Una crisis puede desencadenarse por muchos factores: una denuncia laboral, una falla de producto, una filtración de datos o una reacción social inesperada ante una acción empresarial e, incluso, una pandemia. Frente a estos escenarios, la comunicación no es una herramienta opcional: es una necesidad estratégica. La forma en que una organización comunica durante una crisis puede ser determinante para la continuidad operativa, el resguardo reputacional y la confianza de sus stakeholders.

El primer principio de una buena comunicación de crisis es la anticipación. Según un estudio de PwC, solo el 39% de las empresas latinoamericanas tiene un plan formal de gestión de crisis, a pesar de que el 69% ha enfrentado al menos una crisis importante en los últimos cinco años¹. Contar con un manual de crisis, un equipo designado, voceros entrenados y protocolos claros puede marcar una diferencia crucial. Y lo hacen, de verdad.

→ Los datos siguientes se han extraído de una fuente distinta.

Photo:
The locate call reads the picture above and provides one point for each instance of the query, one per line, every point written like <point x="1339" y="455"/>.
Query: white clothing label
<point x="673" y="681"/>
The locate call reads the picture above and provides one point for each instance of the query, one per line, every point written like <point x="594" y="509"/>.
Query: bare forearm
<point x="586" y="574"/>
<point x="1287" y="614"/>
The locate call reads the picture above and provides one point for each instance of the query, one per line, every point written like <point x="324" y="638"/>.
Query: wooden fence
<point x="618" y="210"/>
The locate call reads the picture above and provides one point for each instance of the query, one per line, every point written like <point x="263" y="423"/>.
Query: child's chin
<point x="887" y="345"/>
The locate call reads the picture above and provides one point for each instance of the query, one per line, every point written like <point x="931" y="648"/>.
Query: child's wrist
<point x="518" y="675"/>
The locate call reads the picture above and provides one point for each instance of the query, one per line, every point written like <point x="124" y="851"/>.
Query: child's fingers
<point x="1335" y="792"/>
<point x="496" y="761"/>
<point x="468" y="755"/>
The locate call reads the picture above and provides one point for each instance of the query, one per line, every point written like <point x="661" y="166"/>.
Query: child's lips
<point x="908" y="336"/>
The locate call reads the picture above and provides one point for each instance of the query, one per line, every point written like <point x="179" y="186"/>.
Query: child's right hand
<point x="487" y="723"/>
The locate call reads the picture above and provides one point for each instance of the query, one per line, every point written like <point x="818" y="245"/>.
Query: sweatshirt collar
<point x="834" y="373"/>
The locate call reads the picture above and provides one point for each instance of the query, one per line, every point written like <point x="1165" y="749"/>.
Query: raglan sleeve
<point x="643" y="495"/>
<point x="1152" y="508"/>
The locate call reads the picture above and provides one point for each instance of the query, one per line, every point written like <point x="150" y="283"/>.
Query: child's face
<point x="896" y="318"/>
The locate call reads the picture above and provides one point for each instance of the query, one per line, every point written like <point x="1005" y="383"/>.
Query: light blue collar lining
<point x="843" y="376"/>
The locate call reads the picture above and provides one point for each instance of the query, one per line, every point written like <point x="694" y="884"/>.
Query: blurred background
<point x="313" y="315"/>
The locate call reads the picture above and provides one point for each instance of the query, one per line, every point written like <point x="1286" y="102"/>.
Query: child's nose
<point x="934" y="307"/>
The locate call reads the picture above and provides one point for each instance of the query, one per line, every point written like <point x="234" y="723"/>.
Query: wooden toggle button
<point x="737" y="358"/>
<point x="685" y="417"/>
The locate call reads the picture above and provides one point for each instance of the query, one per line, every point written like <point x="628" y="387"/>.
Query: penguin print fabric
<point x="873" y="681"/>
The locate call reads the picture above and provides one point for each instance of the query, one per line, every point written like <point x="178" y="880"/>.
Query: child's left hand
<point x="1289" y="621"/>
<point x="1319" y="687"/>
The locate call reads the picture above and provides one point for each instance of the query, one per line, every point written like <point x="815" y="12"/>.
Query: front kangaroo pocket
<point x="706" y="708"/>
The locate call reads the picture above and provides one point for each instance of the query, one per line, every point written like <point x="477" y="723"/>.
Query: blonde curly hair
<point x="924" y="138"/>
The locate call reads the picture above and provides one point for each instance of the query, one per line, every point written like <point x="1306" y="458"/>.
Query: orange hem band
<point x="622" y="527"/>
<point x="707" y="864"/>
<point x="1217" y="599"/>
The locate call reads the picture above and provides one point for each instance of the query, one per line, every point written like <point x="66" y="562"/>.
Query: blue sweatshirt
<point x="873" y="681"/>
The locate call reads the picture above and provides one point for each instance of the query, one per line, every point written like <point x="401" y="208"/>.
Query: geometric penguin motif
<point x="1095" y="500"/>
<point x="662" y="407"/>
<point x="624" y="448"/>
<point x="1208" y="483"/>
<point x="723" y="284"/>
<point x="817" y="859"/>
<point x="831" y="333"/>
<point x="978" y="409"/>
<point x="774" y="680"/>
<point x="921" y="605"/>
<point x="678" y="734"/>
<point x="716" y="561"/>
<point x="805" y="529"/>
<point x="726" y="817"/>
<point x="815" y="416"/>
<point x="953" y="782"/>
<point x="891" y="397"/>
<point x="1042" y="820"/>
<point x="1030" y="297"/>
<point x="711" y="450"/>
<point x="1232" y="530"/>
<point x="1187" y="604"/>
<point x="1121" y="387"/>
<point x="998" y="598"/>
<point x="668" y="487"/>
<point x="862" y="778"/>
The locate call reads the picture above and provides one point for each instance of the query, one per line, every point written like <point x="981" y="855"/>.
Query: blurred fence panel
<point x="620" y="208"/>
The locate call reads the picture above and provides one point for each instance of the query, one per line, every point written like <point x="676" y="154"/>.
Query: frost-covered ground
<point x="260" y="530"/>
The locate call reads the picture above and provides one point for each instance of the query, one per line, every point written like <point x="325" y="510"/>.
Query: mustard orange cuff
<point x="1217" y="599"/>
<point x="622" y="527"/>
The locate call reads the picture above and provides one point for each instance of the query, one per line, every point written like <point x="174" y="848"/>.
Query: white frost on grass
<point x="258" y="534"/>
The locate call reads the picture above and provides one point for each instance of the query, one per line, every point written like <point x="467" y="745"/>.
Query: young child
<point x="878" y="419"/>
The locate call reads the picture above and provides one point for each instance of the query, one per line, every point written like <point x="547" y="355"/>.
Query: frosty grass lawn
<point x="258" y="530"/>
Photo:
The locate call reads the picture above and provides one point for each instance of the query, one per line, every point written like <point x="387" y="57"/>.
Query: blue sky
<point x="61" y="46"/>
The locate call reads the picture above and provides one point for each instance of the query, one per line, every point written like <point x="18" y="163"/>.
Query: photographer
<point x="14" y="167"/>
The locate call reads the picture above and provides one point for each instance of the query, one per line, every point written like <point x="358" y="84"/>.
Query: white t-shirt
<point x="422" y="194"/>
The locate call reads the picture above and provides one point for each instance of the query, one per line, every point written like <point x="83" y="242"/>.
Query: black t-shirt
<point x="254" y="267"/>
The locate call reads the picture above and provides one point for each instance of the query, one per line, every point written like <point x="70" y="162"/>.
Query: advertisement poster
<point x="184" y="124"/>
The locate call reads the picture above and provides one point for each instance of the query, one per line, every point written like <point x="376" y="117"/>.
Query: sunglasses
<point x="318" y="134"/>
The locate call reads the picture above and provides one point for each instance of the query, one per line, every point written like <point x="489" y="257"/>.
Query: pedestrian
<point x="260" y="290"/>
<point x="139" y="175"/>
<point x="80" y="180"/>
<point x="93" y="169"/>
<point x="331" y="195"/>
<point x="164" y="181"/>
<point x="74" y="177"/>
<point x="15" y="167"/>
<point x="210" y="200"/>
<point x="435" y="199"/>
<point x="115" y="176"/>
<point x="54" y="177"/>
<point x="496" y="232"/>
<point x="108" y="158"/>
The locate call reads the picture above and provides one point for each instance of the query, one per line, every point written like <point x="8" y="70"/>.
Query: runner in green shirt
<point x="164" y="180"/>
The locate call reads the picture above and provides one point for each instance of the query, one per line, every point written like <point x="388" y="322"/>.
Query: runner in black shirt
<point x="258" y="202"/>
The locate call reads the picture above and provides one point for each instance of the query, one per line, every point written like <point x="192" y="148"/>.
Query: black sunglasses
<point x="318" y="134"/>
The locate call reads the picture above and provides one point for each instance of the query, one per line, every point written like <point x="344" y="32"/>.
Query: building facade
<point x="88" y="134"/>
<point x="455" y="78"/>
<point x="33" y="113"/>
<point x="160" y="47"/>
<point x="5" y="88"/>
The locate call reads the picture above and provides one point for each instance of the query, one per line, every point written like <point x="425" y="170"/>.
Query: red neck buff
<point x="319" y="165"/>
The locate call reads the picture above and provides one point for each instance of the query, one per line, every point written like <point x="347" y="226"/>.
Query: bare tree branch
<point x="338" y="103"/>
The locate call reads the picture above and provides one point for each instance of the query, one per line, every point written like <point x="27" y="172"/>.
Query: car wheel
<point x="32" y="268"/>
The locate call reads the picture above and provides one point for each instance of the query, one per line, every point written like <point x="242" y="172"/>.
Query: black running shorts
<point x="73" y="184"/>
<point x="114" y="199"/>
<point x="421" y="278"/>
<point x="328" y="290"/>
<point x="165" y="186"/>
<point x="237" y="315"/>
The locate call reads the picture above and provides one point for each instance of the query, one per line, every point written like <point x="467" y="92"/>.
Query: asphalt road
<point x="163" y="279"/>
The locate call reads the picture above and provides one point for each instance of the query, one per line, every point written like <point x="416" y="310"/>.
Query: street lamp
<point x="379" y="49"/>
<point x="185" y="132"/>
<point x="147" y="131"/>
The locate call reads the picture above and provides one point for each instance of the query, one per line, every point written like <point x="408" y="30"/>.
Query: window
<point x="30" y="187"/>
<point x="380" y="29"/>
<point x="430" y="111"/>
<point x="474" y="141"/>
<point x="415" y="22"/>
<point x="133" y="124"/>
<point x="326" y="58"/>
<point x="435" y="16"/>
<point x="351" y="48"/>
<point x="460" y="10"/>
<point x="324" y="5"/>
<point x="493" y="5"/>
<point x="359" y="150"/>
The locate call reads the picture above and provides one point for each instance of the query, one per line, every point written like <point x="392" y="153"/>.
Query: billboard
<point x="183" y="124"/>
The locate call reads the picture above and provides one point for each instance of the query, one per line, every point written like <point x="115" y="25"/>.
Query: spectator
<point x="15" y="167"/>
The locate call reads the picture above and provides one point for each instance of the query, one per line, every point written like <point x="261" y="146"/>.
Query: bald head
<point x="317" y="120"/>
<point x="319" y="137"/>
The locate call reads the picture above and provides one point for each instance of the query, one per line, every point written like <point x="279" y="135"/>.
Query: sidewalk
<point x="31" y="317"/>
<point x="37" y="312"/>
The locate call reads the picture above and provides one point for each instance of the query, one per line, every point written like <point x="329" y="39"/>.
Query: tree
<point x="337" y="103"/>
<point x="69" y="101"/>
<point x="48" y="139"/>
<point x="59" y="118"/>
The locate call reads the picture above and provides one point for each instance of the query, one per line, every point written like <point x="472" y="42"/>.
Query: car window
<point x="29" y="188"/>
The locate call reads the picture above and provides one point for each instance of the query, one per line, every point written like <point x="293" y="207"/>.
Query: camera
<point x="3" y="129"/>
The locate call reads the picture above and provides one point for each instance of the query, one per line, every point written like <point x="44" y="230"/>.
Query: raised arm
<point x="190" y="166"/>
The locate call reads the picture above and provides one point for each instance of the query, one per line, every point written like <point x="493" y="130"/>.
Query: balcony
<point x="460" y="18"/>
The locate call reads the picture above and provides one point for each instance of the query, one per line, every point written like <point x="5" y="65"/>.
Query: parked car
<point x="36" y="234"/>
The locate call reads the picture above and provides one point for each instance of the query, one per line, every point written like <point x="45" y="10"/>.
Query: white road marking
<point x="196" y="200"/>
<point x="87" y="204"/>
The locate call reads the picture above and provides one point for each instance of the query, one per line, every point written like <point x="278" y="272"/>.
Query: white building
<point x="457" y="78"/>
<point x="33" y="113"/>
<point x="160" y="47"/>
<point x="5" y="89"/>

La segunda regla es la transparencia. Ocultar información, evadir responsabilidades o minimizar hechos tiende a aumentar el escándalo y dañar la confianza. El público valora más a una organización que reconoce errores y comunica su plan de acción que a una que guarda silencio o entrega versiones contradictorias.

En tercer lugar, la velocidad. En tiempos de redes sociales, el tiempo de respuesta debe medirse en minutos, no en días. Un silencio prolongado puede ser interpretado como culpa o desinterés. Pero velocidad no significa improvisación: el mensaje debe ser claro, verificado y coherente.

La comunicación en crisis también requiere empatía. No basta con datos; hay que demostrar preocupación genuina por las personas afectadas. Este componente emocional es clave para generar contención y mitigar daños reputacionales.